The DCPPC Portal Manifest Downloader must be be run on a cloud-based virtual machine (VM) to remain compliant with NIH Data Commons Pilot Phase Consortium (DCPPC) data access policies. Only users that have been onboarded and received approval for access to controlled data may access resources via the DCPPC Portal. Users must have read and agreed to the NIH data access policy at https://gdc.cancer.gov/access-data/data-access-policies, as well as agreed to abide by the NIH Code of Conduct for Genomic Data Use at: https://dbgap.ncbi.nlm.nih.gov/aa/GWAS_Code_of_Conduct.html
To start the onboarding process to gain access, please begin here.

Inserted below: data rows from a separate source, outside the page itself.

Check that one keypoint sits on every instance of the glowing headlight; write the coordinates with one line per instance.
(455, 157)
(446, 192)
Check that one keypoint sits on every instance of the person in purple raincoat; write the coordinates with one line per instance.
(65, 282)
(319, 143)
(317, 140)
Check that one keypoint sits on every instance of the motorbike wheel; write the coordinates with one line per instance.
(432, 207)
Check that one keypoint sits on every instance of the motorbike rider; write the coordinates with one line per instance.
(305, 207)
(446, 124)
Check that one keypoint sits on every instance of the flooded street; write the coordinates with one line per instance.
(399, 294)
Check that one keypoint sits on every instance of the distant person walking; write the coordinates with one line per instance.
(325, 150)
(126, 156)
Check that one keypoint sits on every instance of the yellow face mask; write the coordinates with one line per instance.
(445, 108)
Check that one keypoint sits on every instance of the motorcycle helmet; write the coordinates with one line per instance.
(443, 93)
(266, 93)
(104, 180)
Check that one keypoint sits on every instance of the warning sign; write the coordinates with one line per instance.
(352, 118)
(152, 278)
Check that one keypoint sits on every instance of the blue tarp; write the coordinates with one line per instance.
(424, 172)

On your cloud-based VM, ensure that you have git installed as well as Python 3.x.
The downloader requires Python 3 as well as the 'requests' and 'oauth2client' libraries:
One easy way to install Python 3 and the necessary dependencies is to use Virtualenv.

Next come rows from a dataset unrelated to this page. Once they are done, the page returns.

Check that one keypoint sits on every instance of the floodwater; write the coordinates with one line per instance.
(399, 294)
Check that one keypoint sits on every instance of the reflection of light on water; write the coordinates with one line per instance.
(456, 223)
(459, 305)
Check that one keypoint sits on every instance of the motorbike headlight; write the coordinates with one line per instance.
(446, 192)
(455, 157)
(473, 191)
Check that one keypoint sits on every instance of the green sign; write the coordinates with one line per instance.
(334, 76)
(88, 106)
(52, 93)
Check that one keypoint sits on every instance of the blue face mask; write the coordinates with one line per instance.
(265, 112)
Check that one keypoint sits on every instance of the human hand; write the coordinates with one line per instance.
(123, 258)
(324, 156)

- On your cloud-based VM, download this utility:
$ git clone https://github.com/dcppc-phosphorous/manifest-downloader.git
- Run the downloader:
$ ./bin/get_dcppc_manifest.py -m <manifest_id>
You will be presented with a URL which will authenticate you so that you may obtain an access token. This token will be pasted back into the program's input so that the manifest may be downloaded.